PT09 - THE PROGNOSTIC VALUE OF PHASE ANGLE FOR OUTCOMES IN CRITICALLY ILL PATIENTS
PT09
THE PROGNOSTIC VALUE OF PHASE ANGLE FOR OUTCOMES IN CRITICALLY ILL PATIENTS
T. N. Luu1,*, T. P. Ha1, H. C. N. Nguyen1, N. X. Duong2
1Clinical Nutrition Department, Cho Ray Hospital, 2Emergency Department, American International Hospital, Ho Chi Minh, Viet Nam
Rationale: Malnutrition is a common occurrence in critically ill patients, and has been related to poor prognosis in various diseases. Using one of nutritional indices, phase angle (PhA), provided by Body Impedance Analysis (BIA) device could help predict the clinical outcome of critically ill patients to plan appropriate nutritional support for these individuals.
Methods: In a prospective cohort study among 73 patients, the nutritional biomarkers, such as serum albumin and prealbumin, and phase angle (PhA) were assessed and compared for primary endpoints, which were mortality, length of hospitalization, and length of ICU stay. Associations with ICU mortality were analyzed using univariate logistic regression. Associations between variables with length of hospital stay and ICU stay were examined separately for mortality and survival groups. Spearman correlations were used to assess associations with quantitative variables, and Mann-Whitney tests were used to assess associations with binary variables.
Results: The median patient age was 67 years (IQR: 53–80); mean APACHE II score was 22.6 ± 7.8. There was no association between phase angle and mortality in the study population and subgroup of medical ICU (MICU) patients (n = 45).

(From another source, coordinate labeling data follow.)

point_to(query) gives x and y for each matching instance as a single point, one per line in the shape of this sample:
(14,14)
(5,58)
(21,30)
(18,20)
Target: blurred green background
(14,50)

However, in the surgical ICU (SICU) patients (n = 28), phase angle was independently associated with mortality (OR: 0.07; 95% CI: 0.01–0.74; p=0.027). For the outcomes of ICU length of stay and total hospital stay (LOS), phase angle showed a significant negative correlation (R = -0.352; p = 0.013 and R = -0.341; p = 0.016, respectively) in the survivor group (n = 49).
Conclusion: In this study, PhA appears to be an independent nutritional predictor of mortality in SICU patients, as well as an independent factor associated with prolonged ICU and hospital length of stay. Early assessment of PhA using BIA may help risk stratification and guide individualized nutritional strategies in critically ill patients.